The General section of the Protein details page in GlyGen provides identifying information about the protein from reference databases and sources.


This section provides the following information:

  • Gene Name - Name of the gene that encodes the protein. Eg. EGFR
  • Gene Location - A fixed position on a chromosome where a gene is located. The gene location contains chromosome number along with gene start and end position on the chromosome. The gene location information is retrieved from ENSEMBL database. Eg Chromosome: 7 (55,019,021 - 55,211,628)
  • UniProtKB ID - The entry name or mnemonic identifier assigned to the protein accession that consists of up to 11 uppercase alphanumeric characters for UniProtKB/Swiss-Prot entry and up to 16 uppercase alphanumeric characters for UniProtKB/TrEMBL entry with a defined naming convention.
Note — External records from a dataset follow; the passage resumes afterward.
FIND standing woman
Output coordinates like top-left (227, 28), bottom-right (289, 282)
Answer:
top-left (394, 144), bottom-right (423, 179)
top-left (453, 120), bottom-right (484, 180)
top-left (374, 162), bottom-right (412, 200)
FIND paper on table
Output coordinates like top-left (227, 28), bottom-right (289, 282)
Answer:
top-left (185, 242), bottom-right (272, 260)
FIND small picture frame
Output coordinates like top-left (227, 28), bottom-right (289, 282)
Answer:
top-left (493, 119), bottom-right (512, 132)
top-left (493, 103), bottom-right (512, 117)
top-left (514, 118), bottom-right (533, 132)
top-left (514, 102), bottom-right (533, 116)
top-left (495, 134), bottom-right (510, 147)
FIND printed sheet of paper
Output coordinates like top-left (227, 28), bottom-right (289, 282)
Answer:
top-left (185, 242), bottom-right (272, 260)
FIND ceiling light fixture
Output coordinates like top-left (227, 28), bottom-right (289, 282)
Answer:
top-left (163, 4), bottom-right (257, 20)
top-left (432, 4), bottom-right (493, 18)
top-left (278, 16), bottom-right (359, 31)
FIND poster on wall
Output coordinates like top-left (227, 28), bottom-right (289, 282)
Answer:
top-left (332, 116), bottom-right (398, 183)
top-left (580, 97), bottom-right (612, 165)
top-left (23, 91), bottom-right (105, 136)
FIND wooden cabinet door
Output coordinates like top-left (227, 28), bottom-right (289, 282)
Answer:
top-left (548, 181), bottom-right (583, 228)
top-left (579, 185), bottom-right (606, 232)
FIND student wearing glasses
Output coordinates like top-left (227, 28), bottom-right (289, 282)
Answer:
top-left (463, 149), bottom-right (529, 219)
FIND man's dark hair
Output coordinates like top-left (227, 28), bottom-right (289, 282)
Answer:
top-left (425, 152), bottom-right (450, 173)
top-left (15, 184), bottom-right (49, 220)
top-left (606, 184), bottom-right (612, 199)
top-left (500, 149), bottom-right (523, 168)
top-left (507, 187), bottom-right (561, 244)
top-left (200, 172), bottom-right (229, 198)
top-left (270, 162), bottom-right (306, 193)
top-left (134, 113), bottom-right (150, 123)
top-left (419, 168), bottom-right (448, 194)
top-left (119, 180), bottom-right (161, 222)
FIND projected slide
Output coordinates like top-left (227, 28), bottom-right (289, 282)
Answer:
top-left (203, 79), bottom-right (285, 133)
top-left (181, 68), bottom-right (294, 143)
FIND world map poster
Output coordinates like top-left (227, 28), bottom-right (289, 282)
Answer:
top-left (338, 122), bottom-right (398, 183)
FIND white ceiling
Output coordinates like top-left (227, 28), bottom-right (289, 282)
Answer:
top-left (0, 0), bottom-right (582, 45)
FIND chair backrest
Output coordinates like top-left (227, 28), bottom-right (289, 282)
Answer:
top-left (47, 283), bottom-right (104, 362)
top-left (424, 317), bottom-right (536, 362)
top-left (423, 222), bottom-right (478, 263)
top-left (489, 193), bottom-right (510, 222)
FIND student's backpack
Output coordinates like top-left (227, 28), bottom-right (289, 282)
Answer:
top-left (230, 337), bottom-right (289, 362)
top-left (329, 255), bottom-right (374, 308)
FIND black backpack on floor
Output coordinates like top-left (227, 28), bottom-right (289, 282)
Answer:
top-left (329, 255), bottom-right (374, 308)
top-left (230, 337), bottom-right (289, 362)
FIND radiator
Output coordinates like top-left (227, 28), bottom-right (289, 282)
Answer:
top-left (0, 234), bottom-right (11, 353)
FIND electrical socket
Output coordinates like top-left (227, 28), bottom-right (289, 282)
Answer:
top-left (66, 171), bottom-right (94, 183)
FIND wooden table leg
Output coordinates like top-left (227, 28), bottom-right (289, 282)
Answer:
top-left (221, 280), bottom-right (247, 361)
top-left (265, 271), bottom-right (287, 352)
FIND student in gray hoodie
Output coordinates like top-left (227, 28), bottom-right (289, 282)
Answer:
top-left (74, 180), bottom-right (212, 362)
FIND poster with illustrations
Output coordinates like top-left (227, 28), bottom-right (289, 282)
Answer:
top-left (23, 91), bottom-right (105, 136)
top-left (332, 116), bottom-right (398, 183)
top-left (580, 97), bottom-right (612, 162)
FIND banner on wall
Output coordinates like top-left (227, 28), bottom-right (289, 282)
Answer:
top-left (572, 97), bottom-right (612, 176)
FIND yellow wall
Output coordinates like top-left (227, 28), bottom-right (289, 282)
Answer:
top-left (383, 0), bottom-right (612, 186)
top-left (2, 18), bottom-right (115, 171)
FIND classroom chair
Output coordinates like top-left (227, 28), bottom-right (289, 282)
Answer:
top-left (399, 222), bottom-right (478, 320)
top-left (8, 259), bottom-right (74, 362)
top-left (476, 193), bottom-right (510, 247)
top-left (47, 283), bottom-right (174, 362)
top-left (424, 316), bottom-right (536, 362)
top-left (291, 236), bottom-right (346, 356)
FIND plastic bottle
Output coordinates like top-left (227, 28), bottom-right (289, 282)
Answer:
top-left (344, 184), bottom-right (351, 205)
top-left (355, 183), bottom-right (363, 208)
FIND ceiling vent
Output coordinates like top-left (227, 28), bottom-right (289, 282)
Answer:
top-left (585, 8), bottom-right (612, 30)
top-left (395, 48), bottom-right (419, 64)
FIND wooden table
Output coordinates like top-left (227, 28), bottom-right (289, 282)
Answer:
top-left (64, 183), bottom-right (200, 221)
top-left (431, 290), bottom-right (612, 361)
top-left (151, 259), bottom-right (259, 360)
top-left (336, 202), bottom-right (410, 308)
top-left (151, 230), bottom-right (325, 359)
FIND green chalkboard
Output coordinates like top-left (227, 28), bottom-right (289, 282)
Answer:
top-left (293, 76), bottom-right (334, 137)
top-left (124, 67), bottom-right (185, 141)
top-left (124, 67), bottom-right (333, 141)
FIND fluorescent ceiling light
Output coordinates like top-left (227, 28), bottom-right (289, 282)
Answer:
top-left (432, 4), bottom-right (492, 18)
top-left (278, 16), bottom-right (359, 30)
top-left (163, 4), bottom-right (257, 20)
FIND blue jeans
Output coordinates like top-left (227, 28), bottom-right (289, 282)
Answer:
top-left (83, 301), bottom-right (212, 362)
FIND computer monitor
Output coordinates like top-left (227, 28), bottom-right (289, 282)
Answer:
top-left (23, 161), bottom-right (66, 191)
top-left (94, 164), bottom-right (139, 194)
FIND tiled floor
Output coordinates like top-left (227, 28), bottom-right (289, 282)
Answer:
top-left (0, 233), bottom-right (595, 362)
Eg. EGFR_HUMAN
  • UniProtKB Accession - Accession assigned to the protein in the UniProtKB database. Eg. P00533-1
  • Protein Length - Proteins are made up of a combination of 20 amino acids. The protein length indicates the number of amino acids constituting a given protein sequence. The protein length information is retrieved from UniProtKB database. Eg. 793
  • UniProtKB Entry Name - The UniProtKB entry name is the recommended protein name as per UniProtKB database. Eg. Epidermal growth factor receptor
  • Chemical Mass - Molecular weight of a given protein, provided in Daltons (unified atomic mass unit). Molecular weight information is retrieved from UniProtKB database. Eg. 134,277 Da
  • RefSeq Accession - Accession assigned by NCBI Reference sequence database, formatted with two characters followed by an underscore. RefSeq accessions mapped to UniProtKB accessions are retrieved from UniProtKB database. Eg. NP_001333828.1
  • RefSeq Name - Name assigned by NCBI Reference Sequence Database. Eg. epidermal growth factor receptor isoform g precursor
  • Organism - Name of the organism that is the source of the protein sequence. The NCBI Taxonomy ID for the organism is also provided in the Organism field. Eg. Homo sapiens (Human) [9606]

Source of Information

The General data is collected and integrated from UniProtKB, NCBI RefSeq, and ENSEMBL databases.